Looking at FC Dallas, Ryan Hollingshead leads the team in this metric, carrying the ball 3.5 yards towards goal per carry. This is slightly behind the recently departed Fabian Castillo, who carried the ball 4.5 yards directly towards goal per carry, but highlights his ability to carry the ball nonetheless. In the run-up to the Audi 2016 MLS Cup playoffs and for the playoffs themselves, Hollingshead might represent a useful replacement for Mauro Rosales should he be required due to his dribbling prowess.
Piatti, who was previously ahead of all of his teammates in terms of carry distance per carry is level with Dominic Oduro in this example – highlighting the directness of Oduro and how Piatti’s mixed roles of sometimes playing at No. 10 and sometimes out wide mean he’s not always dribbling directly at the goal.
Finally, Real Salt Lake are an interesting team, specifically with regards to Joao Plata and Juan Manuel ‘Burrito’ Martinez. You might expect the pair to be a lot more direct per carry, but they're carrying 2.2 and 2.1 yards towards goal, respectively. This low distance will be in part due to them carrying 4.7 and 4.3 yards per carry respectively. Overall then, they are actually quite direct considering the short distances traveled.

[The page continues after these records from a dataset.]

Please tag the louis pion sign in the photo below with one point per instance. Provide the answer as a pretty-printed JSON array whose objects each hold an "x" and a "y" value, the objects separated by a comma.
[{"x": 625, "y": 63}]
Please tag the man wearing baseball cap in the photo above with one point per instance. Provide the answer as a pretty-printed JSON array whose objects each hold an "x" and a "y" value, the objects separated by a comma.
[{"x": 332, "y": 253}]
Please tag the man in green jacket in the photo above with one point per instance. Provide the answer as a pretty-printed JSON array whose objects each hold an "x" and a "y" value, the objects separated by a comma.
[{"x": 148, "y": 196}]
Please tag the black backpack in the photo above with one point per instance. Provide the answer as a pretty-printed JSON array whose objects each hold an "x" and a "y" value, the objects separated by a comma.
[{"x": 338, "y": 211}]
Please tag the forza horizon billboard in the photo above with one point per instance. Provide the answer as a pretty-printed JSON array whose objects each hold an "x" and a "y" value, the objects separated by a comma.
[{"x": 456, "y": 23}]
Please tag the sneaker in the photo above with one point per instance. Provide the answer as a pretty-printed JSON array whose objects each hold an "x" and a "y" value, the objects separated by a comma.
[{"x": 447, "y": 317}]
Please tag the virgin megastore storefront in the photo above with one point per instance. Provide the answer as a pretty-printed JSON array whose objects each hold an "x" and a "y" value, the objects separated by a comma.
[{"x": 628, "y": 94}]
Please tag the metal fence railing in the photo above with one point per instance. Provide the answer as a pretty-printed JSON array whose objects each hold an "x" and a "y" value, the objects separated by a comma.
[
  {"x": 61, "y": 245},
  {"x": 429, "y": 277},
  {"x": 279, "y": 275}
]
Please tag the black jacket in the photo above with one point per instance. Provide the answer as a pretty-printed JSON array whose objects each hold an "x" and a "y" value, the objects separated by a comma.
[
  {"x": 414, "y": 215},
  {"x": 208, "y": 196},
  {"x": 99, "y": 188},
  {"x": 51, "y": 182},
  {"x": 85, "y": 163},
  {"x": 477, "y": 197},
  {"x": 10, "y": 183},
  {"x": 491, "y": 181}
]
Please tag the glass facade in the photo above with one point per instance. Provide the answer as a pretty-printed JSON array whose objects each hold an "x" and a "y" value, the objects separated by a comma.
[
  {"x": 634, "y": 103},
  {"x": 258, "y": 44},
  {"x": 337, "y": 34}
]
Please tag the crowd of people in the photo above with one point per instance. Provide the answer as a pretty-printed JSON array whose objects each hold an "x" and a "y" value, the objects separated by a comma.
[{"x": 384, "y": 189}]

Carries can also offer a way of looking at how a player’s role has changed (or not changed) over games and seasons. Javier Morales offers a nice case study here, as he is a player who has played in a system that has been tweaked over the years. Looking at 2013-2016, we can see how he’s changed his game in terms of carries per 90.
In the above table, Morales is getting more carries per 90 minutes than ever before, and his numbers look to be growing season on season. The significant change seems to have come in-between the 2014 and 2015 seasons.
Adding additional context to this means we can understand if Morales is moving the ball the same distance per carry over these seasons, or if he is moving the ball in different ways, alongside receiving it more.
As we can see here, the change between the 2014 and 2015 seasons is apparent again. Morales was carrying the ball roughly 10 percent further per carry in 2015 than 2014, although this has so far lowered to just 4.0 yards per carry in 2016, his lowest total.
Comparatively, Morales’ direct carry has remained largely flat across the four seasons at around 1.7 yards. Although his carry directness percentage has fluctuated around slightly, these are fine margins and not indicative of any major change.
To conclude, carries are a different way of evaluating the dribbling capabilities of players. It allows comparison across different seasons and roles, and means we can better quantify players who move the ball and whether that movement is towards goal or not.